FILE - Supporters take part in a rally organized by Germany's right-wing National Democratic Party of Germany, in Dresden, Germany, June 9, 2016.

FILE - Supporters take part in a rally organized by Germany's right-wing National Democratic Party of Germany, in Dresden, Germany, June 9, 2016.

Germany's Constitutional Court on Tuesday said the far-right National Democratic Party (NPD) resembled Adolf Hitler's Nazi party, but ruled against banning it because it presented no threat to democracy.

Germany's intelligence agency described the NPD as racist and anti-Semitic and the attempt by the country's 16 federal states to outlaw the party came amid rising support for right-wing groups stoked by popular resentment over the influx of migrants.

While the court said the party's aims violated the constitution, it ruled that there was insufficient evidence it would wield power. Under German law there must be hard proof that a party puts democracy at risk for it to be banned.

"The NPD intends to replace the existing constitutional system with an authoritarian national state that adheres to the idea of an ethnically defined 'people's community'," the court said in its ruling.

"However, currently there is a lack of specific and weighty indications suggesting that this endeavor will be successful."

The tough conditions for banning a political party is in part a legacy of the crushing of dissent in the Nazi era and communist East Germany.

Ahead of federal elections in September, the NPD has been largely overshadowed by the anti-immigrant Alternative for Germany (AfD), for whom support has soared to 15 percent in polls, and it has failed to capitalize on the refugee crisis.

Neo-Nazi ties

The NPD has never won enough support to win seats in the federal parliament and in September lost its last seat in a regional assembly. It is, though, represented on local councils and in 2014 won a seat in the European Parliament.

"It appears to be entirely impossible that the NPD will succeed in achieving its aims by parliamentary or extra-parliamentary democratic means," said the court.

Germany's domestic intelligence agency says the NPD, established in 1964, has about 5,000 members, in a country of 82 million, and links to some violent neo-Nazis. Several senior NPD figures have been convicted of Holocaust denial or incitement but the party denies any involvement in violence.

"Identification with leading personalities of the (Nazi) party, the use of selected National Socialist vocabulary, texts, songs and symbols, as well as revisionist statements with regard to history demonstrate an affinity ... with the mindset of National Socialism," said the court.

Some politicians argue that allowing the fringe NPD to exist would legitimize it and send a signal that its right-wing views are acceptable.

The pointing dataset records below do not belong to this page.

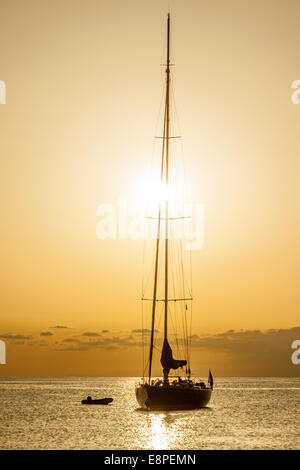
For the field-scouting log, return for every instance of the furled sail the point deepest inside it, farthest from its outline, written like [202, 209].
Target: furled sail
[167, 360]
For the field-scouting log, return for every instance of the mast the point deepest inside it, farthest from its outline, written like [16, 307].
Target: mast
[167, 130]
[165, 159]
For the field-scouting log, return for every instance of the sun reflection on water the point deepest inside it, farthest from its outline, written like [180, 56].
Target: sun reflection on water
[160, 432]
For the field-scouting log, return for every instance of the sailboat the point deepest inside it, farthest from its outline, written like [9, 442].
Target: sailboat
[168, 392]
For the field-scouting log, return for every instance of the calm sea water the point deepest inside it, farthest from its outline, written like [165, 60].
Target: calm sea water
[244, 413]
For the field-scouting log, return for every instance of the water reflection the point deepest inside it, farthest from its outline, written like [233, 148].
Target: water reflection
[161, 430]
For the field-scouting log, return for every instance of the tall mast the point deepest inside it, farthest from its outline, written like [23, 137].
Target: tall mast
[167, 131]
[165, 159]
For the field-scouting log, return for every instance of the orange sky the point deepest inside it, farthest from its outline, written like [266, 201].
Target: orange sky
[84, 85]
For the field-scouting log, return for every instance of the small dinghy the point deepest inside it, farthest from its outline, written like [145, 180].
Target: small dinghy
[100, 401]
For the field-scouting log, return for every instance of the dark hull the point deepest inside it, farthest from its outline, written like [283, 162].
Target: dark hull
[171, 398]
[101, 401]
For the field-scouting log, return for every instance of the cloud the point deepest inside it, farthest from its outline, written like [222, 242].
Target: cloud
[252, 352]
[59, 326]
[15, 337]
[144, 331]
[90, 333]
[107, 342]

Others say a ban could be counterproductive and push its members underground.

Only two parties have been banned since World War II – the Socialist Reich Party, a successor to Hitler's Nazis, in 1952, and the Communist Party in 1956 in West Germany.

An earlier attempt to ban the NPD in 2003 collapsed because some of the party officials used as witnesses turned out to be government-paid informants.